Yeast cells laden with a type of amyloid peptide, called amyloid-beta42, were used in the study.
“The yeast cells in our model resemble neurons affected by the accumulation of amyloid-beta42, which is the form of amyloid peptide most prone to aggregate formation,” explains Chen. “These cells age faster than normal, show endoplasmic reticulum stress and mitochondrial dysfunction, and have elevated production of harmful reactive oxygen radicals.”
What are graphene oxide nanoflakes?
They’re minuscule, two-dimensional structures made of carbon, boasting impressive conductivity and biocompatibility. Researchers across the globe are already harnessing their potential for endeavors like cancer treatments and drug delivery.
A unique quality of these nanoflakes is their ability to intervene in protein processes within living cells.
“As a result, it can hinder the formation of protein aggregates and promote the disintegration of existing aggregates,” says study co-author Santosh Pandit, researcher in systems biology at Chalmers. “We believe that the nanoflakes act via two independent pathways to mitigate the toxic effects of amyloid-beta42 in the yeast cells.”

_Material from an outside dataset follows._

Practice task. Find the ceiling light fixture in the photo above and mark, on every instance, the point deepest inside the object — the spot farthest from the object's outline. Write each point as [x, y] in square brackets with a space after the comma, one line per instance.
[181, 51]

However, can this exciting discovery be translated into an Alzheimer’s treatment? That remains to be seen. The team at Chalmers is optimistic, noting that graphene oxide also seems to hold promise against other neurodegenerative conditions like Huntington’s disease.
“The next step is to investigate whether it is possible to develop a drug delivery system based on graphene oxide for Alzheimer’s disease,” notes Chen. “We also want to test whether graphene oxide has beneficial effects in additional models of neurodegenerative diseases, such as Parkinson’s disease.”
The study is published in the journal Advanced Functional Materials.